In May 2005, it was officially announced that both games would be coming to the Nintendo DS as Mega Man Battle Network 5: Double Team DS, although its existence was previously hinted at when Nintendo Power added an untitled Battle Network game to its release schedule. It was released in Japan on July 21, 2005, and in North America on November 1, 2005. Its European release was announced on February 7, 2006, and released there on April 13 of the same year, while its Australian release was delayed to April 2007.

The port was led by main planner and writer Tsukana Takenaka, who stated that the port was requested by the producer with the initial goal of combining both GBA versions into one game, and including an opening movie. The DS version was also handled by 14 other people.
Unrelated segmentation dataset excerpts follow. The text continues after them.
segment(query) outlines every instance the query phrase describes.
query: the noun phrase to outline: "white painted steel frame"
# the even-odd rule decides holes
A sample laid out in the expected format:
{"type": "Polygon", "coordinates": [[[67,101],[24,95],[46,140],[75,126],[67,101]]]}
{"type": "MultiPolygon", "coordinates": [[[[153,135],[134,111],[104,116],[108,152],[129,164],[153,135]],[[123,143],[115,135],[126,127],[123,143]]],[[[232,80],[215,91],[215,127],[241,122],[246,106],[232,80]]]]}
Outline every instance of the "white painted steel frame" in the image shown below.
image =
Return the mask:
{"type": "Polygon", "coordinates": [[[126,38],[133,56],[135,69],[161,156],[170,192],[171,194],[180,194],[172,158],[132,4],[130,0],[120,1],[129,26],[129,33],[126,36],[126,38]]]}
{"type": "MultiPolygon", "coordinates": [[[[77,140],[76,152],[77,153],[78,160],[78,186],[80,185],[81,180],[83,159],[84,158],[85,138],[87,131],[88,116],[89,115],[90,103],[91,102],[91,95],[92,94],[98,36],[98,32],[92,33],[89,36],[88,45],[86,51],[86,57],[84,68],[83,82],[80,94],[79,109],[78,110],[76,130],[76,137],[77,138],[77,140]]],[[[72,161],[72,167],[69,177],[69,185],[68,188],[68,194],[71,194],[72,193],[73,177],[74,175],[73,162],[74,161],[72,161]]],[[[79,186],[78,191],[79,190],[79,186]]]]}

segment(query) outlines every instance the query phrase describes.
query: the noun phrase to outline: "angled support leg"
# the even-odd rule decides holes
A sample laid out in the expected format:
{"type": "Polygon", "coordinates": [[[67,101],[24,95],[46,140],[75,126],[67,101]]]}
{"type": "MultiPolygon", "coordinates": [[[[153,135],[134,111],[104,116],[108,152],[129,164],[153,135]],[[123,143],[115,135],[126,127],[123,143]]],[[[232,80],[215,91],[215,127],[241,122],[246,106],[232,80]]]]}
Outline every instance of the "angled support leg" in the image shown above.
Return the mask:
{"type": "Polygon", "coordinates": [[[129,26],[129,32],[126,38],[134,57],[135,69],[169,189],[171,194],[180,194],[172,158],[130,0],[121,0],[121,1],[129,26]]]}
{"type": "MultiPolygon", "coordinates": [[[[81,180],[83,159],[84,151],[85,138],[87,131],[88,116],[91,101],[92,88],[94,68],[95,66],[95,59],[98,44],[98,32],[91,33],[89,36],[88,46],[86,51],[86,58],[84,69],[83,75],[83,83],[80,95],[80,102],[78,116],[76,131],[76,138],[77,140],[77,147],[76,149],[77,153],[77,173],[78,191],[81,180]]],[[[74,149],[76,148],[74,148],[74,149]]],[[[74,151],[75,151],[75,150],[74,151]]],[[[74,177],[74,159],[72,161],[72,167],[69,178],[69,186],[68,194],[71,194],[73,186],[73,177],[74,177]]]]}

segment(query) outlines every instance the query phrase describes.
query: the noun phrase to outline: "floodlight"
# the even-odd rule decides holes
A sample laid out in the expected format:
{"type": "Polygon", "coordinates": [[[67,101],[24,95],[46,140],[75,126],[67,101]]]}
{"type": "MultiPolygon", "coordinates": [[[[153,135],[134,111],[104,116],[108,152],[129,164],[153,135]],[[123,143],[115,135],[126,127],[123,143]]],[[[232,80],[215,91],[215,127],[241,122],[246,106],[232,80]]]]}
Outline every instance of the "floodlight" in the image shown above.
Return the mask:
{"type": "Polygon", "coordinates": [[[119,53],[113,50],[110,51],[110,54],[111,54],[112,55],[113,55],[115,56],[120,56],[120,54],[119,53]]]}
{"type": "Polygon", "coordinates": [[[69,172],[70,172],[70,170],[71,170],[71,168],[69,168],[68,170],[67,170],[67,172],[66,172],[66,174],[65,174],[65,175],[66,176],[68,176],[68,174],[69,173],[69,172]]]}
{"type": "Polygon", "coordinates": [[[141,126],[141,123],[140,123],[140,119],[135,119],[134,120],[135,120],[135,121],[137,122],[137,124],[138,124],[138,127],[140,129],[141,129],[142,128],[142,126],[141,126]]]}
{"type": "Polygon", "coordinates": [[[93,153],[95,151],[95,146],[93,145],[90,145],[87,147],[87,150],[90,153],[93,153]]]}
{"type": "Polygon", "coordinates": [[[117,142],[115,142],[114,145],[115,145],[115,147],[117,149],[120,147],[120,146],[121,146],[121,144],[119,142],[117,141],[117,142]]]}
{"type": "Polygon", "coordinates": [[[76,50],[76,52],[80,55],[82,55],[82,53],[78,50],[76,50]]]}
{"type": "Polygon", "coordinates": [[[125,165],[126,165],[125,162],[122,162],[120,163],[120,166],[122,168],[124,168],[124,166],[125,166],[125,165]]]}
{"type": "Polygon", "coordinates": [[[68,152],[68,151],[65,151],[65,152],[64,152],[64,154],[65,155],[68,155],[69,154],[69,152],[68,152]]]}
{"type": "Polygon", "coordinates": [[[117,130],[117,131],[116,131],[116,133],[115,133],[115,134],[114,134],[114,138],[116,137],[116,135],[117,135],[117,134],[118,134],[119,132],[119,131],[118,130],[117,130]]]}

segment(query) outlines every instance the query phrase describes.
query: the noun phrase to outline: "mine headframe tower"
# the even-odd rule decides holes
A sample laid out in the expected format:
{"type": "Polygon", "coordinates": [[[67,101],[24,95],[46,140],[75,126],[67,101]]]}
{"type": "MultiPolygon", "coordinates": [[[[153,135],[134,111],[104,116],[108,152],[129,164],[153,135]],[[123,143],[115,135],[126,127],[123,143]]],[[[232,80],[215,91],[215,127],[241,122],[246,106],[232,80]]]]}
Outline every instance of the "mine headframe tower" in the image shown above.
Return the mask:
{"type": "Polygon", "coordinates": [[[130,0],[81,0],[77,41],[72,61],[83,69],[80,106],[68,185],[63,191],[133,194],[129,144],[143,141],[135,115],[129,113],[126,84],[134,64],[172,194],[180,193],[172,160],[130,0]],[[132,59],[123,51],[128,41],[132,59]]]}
The DS version added additional content, including a new transformation for MegaMan called SolCross, unlocked by putting a copy of Boktai 2 into the GBA cartridge slot, (Note: In the Japanese version, this requires Shin Bokura no Taiyō: Gyakushū no Sabata, which didn't release for Western territories.) and being able to swap between Navis during fights.

The developers had also experimented with fully 3D graphics early on, as 3D models of several areas and characters were found within the data of Mega Man Star Force, although Christian Svennson, who served as Capcom's Vice President of Strategic Planning & Business Development, theorized in 2009 that the assets may have been made as a test of the DS' capabilities.

==Reception==

Aggregate scores
| Aggregator | Score |
|---|---|
| GameRankings | 69% (ProtoMan) 66% (Colonel) 70% (Double Team) |
| Metacritic | 67/100 (ProtoMan) 66/100 (Colonel) 68/100 (Double Team) |

Review scores
| Publication | Score |
|---|---|
| Eurogamer | 6/10 (DS) |
| Famitsu | 36/40 (GBA) 31/40 (DS) |
| Game Informer | 7/10 (GBA) 7.8/10 (DS) |
| GameSpot | 7.1/10 (GBA) 7.5/10 (DS) |
| GameSpy | 3.5/5 (GBA) 3.5/5 (DS) |
| IGN | 6.5/10 (GBA) 6.5/10 (DS) |
| Nintendo Power | 6.5/10 (GBA) 7/10 (DS) |

===Sales===
Mega Man Battle Network 5: Team ProtoMan was the 48th best-selling game in Japan in 2004 at 255,061 copies. This version was also the 55th best-selling game in the country in 2005 at 211,099 copies. Mega Man Battle Network 5: Team Colonel placed at number 65 with 194,472 copies sold that year. Mega Man Battle Network 5: Double Team DS was the 52nd best-selling Nintendo DS game in Japan in 2005 at 106,526 copies.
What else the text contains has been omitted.